На следующее утро мы с Шуркой едем на колхозные покосы. Когда же через месяц возвращаемся, Евсея на деревне уже нет.
— Директор школы велел ему съездить на станцию, привезти новые учебники, тетради, — говорит мой отец. — Ну, Евсей честь по чести собрался, впряг в телегу быка. Отъехал… И больше я не видел его. Обратно быка пригнала дежурная по станции. Она и рассказала: «Нагрузил Евсей все школьное имущество на телегу и уж собрался отъезжать, да на беду по второму пути в это время проходил на малой скорости пассажирский поезд. Евсей заволновался, затревожился, а потом как сорвется с места… На бегу уж кричит мне: «Быка доставь в деревню и учебники сдай в школу… А жене скажи: люблю, мол, пусть извиняет за мою непутевую жизнь. Но ничего, говорит, не могу поделать с собою, душа, мол, просит…» А еще видела: стоял Евсей на подножке вагона и плакал…
Года два назад, по теплу уж, иду, припозднясь, городской улицею, ни души вокруг, лишь тополя пошумливают да воробьи, не угомонившиеся еще чирикают, перепрыгивая с ветки на ветку, и тут вижу: старичок какой-то, сутулясь, плетется навстречу… все ближе, ближе… Что-то знакомое в облике старичка. А что — и не скажешь сразу.
Старичок меж тем останавливается, подойдя ко мне, говорит негромко, глядя на меня снизу вверх:
— Спичек не найдется?..
И я узнаю его:
— Евсей?!. Дядя Евсей?!
Старичок отступает чуть в сторону:
— Ну, я Евсей… Ну и что?..
Едва отыскиваю в кармане враз задрожавшими пальцами коробок спичек, протягиваю ему:
— А помнишь?.. — говорю…
Он помнит, он все помнит… Оттого и горько ему, и больно. От него и узнал, что тетя Гланя померла, а Шурка на Дальнем Востоке…

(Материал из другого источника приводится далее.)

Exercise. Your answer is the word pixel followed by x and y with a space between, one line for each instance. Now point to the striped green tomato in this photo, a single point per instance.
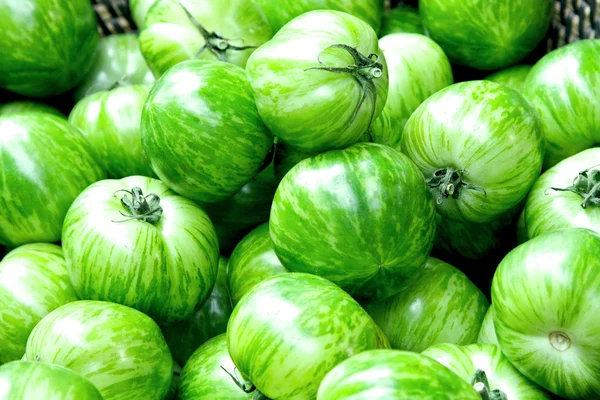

— Съездить к нему, что ли? — неуверенно говорит старичок. — Только надо ли?.. — И, помедлив, добавляет: — Нескладно, ох как нескладно все у меня получилось. Все чего-то хотелось, другого чего-то… А жизнь-то рядом была, настоящая-то… Теперь-то я знаю, рядом… и утекла она, как песок сквозь пальцы… Многого не успел я сделать, а думал, успею… время еще есть… Но где оно, время-то?.. Чай, все в прошлом… Оттого и горько на сердце, и больно…
БАТУХА-ТАНКИСТ
Снег во дворе белый-белый, и воробьи теснятся под крышею. Холодно им на земле-то… Выхожу из просторных, неплотно пригнанных, не доска к доске, а со щелями, иной раз толщиной в два пальца (отцова работа!..) сеней и тут же стягиваю с головы шапку, распускаю уши, связываю их у самого подбородка. А потом иду к стайке, выпускаю корову, выгоняю из двора. В руке у меня хворостина, лениво помахиваю ею, кричу что-то, но корова и ухом не ведет, пройдя метров триста улицею, утягивается вправо и узкой скотной тропою, срезавшей закрайки у высокого рыхлого снега, спускается к реке. Осторожно ступает по серому, присыпанному тонким слоем песка льду, тянется мордой к синему урезу воды…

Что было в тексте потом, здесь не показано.